周りを見てみると、主に男連中が……いや、男だけに限らず、皆こっちを見ていた。
正確には僕ではなく、キャットを。
「……なんでみられてるんだろうね?」
「当たり前にゃ!こんな、こんなっ……」
そう何か言いたげなキャット。
「なんだアレ……痴女?」
「なんつーか、いいもん見れたな」
「何あれ、恥ずかしくないのかしら?」
「ママ―見えない―!」
「しっ、見ちゃダメ!」
……なんかそんな声が聞こえてきた。
「にゃぁ……にゃぁは、痴女じゃないのにぃ……」
そう言って絶望したような声をキャットは出したのだった。
◆◆◆
「……それで、ここが冒険者ギルド?」
「にゃ、そうにゃっ」
そう言ってキャットは僕の後ろからヒョコッと顔を出した……
「ねえ」
「なんにゃ?」
「これでいいのかな?」
色々試した結果、キャットは僕の後ろに収まるのが定位置になっていた。
「……良いにゃ、とりあえず」
そう言って、どこか不満そうにキャットは言う。
「……後ろから、お尻丸見えだけど」
「いいにゃ。前だけ隠れれば……前だけ隠れれば問題なくにゃいか?」
そう言って当たり前のように言う彼女の言葉を聞いて、まあいいかと……
「それでいいのかな?」
まだ見られてるし「痴女か?」「すげぇ恰好してんな……」なんて言われてるけど。
「あ――でも、そういえば……」
……最初着てた服も、まあ、痴女というほど露出はしてなかったが、下半身はズボンというよりパンツみたいな感じだった。

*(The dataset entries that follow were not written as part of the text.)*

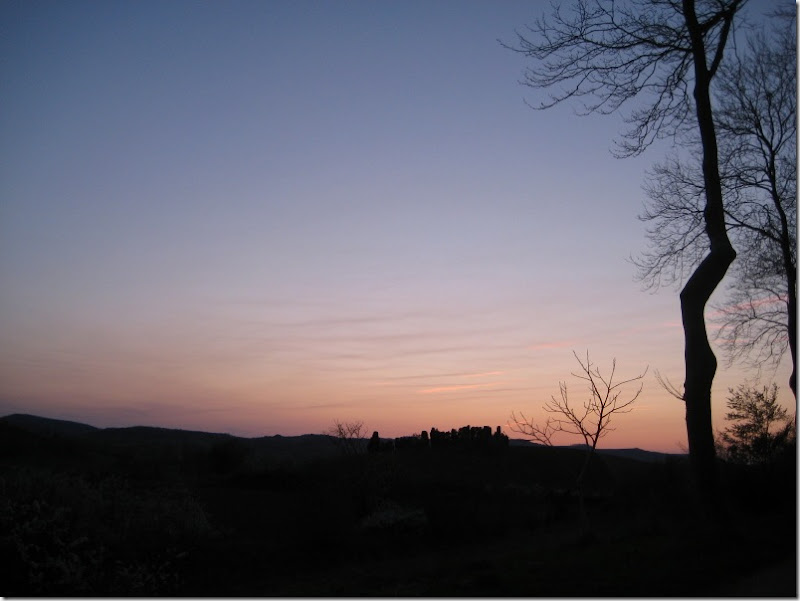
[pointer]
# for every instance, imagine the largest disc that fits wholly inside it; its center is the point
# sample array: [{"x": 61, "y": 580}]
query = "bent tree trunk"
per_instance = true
[{"x": 701, "y": 364}]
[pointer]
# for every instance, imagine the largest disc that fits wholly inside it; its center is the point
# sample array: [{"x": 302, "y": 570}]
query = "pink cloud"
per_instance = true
[{"x": 455, "y": 387}]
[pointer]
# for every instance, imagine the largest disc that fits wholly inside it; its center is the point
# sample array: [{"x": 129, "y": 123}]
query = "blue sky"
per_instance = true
[{"x": 258, "y": 217}]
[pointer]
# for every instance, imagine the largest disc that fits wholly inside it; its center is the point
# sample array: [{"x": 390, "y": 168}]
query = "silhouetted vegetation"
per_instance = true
[{"x": 460, "y": 512}]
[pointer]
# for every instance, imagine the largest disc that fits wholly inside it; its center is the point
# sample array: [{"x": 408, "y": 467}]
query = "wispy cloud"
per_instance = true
[
  {"x": 551, "y": 345},
  {"x": 454, "y": 387}
]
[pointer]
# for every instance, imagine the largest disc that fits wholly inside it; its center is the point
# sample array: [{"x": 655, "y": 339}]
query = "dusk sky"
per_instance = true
[{"x": 259, "y": 217}]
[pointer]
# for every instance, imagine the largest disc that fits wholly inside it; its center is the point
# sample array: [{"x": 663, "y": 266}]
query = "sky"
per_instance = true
[{"x": 261, "y": 217}]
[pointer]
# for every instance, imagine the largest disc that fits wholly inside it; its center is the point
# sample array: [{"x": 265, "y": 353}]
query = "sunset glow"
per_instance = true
[{"x": 261, "y": 217}]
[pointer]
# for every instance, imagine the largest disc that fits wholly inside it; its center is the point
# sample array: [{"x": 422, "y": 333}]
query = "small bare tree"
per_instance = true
[
  {"x": 591, "y": 421},
  {"x": 348, "y": 436}
]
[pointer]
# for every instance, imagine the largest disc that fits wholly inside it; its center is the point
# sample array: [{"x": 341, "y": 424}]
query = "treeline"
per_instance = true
[{"x": 471, "y": 437}]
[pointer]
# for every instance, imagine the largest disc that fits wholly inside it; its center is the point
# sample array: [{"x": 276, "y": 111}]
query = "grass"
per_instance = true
[{"x": 212, "y": 520}]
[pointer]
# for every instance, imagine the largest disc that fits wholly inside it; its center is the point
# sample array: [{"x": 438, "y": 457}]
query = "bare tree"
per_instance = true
[
  {"x": 760, "y": 430},
  {"x": 349, "y": 436},
  {"x": 756, "y": 128},
  {"x": 664, "y": 53},
  {"x": 591, "y": 421}
]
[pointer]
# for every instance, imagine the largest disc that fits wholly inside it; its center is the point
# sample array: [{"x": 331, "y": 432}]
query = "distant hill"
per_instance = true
[
  {"x": 635, "y": 453},
  {"x": 45, "y": 426},
  {"x": 278, "y": 448}
]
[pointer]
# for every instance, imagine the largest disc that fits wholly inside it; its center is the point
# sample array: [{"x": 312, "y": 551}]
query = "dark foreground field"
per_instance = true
[{"x": 142, "y": 511}]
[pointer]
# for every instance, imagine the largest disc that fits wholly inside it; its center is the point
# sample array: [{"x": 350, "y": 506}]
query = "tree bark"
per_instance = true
[
  {"x": 701, "y": 364},
  {"x": 791, "y": 279}
]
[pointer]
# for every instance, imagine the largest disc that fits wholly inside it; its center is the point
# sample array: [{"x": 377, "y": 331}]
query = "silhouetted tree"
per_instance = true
[
  {"x": 348, "y": 436},
  {"x": 666, "y": 54},
  {"x": 591, "y": 422},
  {"x": 374, "y": 444},
  {"x": 761, "y": 428},
  {"x": 756, "y": 130}
]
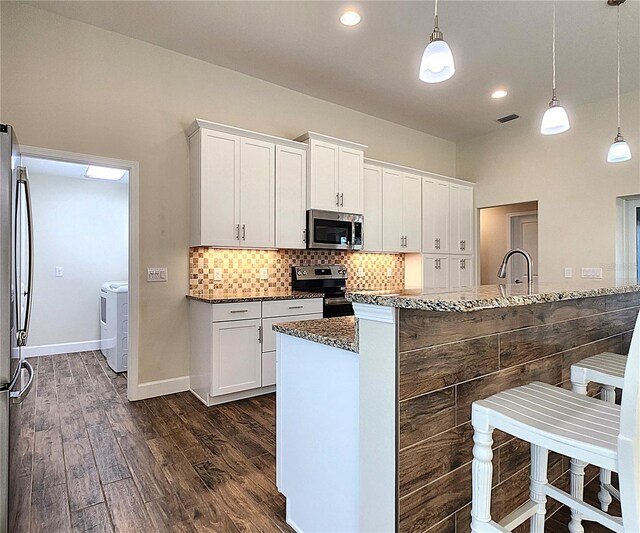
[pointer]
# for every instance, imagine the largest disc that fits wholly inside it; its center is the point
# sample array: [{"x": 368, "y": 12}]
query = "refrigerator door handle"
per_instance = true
[
  {"x": 23, "y": 333},
  {"x": 19, "y": 395}
]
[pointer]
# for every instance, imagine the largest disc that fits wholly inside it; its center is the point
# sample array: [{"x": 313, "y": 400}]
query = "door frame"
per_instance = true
[
  {"x": 133, "y": 167},
  {"x": 510, "y": 217}
]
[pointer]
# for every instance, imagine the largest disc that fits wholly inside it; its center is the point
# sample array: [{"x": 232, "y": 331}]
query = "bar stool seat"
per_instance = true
[{"x": 551, "y": 419}]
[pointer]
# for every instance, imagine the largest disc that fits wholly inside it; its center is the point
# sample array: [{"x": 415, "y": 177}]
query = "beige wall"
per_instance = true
[
  {"x": 78, "y": 88},
  {"x": 494, "y": 238},
  {"x": 568, "y": 175}
]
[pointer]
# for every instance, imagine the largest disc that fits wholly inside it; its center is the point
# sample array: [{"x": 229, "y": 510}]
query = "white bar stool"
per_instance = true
[
  {"x": 588, "y": 430},
  {"x": 606, "y": 369}
]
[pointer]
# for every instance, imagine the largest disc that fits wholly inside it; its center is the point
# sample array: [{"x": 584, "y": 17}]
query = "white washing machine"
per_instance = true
[{"x": 114, "y": 324}]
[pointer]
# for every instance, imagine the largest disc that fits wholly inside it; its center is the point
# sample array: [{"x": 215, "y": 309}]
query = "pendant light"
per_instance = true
[
  {"x": 619, "y": 150},
  {"x": 437, "y": 59},
  {"x": 555, "y": 119}
]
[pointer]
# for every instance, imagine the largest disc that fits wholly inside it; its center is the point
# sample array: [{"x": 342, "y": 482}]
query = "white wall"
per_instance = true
[
  {"x": 568, "y": 175},
  {"x": 78, "y": 88},
  {"x": 80, "y": 225}
]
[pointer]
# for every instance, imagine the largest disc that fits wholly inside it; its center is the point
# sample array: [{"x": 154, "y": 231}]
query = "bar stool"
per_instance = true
[
  {"x": 586, "y": 429},
  {"x": 606, "y": 369}
]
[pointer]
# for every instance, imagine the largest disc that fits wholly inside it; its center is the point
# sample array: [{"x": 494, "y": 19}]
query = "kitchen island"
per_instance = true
[{"x": 402, "y": 447}]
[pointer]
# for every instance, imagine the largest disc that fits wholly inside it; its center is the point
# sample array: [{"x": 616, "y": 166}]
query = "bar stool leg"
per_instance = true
[
  {"x": 482, "y": 473},
  {"x": 608, "y": 394},
  {"x": 577, "y": 491},
  {"x": 539, "y": 463}
]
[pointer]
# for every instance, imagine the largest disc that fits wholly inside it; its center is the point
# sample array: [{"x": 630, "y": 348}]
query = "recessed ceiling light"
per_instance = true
[
  {"x": 105, "y": 173},
  {"x": 350, "y": 18}
]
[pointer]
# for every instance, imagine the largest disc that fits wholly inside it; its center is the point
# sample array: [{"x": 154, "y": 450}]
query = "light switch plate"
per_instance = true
[{"x": 157, "y": 274}]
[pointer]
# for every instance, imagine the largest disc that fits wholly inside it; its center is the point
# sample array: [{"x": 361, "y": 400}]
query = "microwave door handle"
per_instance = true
[{"x": 23, "y": 333}]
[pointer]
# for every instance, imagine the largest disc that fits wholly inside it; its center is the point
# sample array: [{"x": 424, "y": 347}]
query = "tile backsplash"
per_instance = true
[{"x": 241, "y": 268}]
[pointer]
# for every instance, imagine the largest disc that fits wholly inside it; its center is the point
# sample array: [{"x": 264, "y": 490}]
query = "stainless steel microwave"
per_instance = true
[{"x": 334, "y": 231}]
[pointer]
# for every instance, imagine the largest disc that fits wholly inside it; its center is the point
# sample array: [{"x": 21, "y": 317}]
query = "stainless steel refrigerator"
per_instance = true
[{"x": 16, "y": 282}]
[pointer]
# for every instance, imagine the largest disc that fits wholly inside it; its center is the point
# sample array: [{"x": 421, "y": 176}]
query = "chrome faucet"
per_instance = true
[{"x": 502, "y": 273}]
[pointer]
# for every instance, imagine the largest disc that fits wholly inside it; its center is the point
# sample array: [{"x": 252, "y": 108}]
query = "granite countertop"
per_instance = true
[
  {"x": 339, "y": 332},
  {"x": 490, "y": 296},
  {"x": 259, "y": 295}
]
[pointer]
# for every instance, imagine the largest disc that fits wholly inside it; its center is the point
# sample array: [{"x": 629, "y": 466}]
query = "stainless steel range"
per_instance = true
[{"x": 330, "y": 280}]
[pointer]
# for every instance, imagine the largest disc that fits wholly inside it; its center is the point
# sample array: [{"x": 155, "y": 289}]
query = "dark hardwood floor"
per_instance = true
[{"x": 89, "y": 460}]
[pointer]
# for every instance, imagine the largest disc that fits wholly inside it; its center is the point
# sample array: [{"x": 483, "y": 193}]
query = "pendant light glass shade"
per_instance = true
[
  {"x": 555, "y": 119},
  {"x": 437, "y": 60},
  {"x": 619, "y": 150}
]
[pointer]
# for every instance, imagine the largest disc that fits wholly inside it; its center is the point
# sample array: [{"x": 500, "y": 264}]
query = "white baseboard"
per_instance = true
[
  {"x": 57, "y": 349},
  {"x": 161, "y": 387}
]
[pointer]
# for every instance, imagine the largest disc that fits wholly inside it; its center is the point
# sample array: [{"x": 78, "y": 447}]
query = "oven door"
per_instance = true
[{"x": 335, "y": 231}]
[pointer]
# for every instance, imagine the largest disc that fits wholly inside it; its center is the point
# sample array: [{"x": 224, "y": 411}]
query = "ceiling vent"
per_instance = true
[{"x": 508, "y": 118}]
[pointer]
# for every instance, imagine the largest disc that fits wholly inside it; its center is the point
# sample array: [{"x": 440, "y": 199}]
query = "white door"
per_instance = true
[
  {"x": 435, "y": 273},
  {"x": 237, "y": 358},
  {"x": 391, "y": 211},
  {"x": 372, "y": 208},
  {"x": 412, "y": 212},
  {"x": 291, "y": 197},
  {"x": 435, "y": 215},
  {"x": 220, "y": 189},
  {"x": 460, "y": 272},
  {"x": 524, "y": 235},
  {"x": 350, "y": 181},
  {"x": 323, "y": 180}
]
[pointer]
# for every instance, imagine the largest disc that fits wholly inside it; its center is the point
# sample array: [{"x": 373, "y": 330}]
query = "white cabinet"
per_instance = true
[
  {"x": 435, "y": 273},
  {"x": 435, "y": 215},
  {"x": 461, "y": 217},
  {"x": 291, "y": 197},
  {"x": 233, "y": 346},
  {"x": 460, "y": 271},
  {"x": 335, "y": 175},
  {"x": 401, "y": 213},
  {"x": 372, "y": 208},
  {"x": 237, "y": 362}
]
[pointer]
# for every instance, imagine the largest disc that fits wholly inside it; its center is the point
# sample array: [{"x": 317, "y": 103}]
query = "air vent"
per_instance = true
[{"x": 508, "y": 118}]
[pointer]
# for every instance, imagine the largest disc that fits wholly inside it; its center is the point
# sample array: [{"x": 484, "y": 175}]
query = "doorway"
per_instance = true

「って考えると、もしかしてキャットって痴女の素質があったのかな?」
「痴女の素質って何にゃ!?不名誉にゃ!撤回しろにゃ!」
「まあいっか」
「よくない……にゃー!勝手に歩き出すにゃー!」
とりあえず、さっさと冒険者ギルドに入ろう。
そう、キャットがぴったりくっついたままギルドの扉を開けたのだった。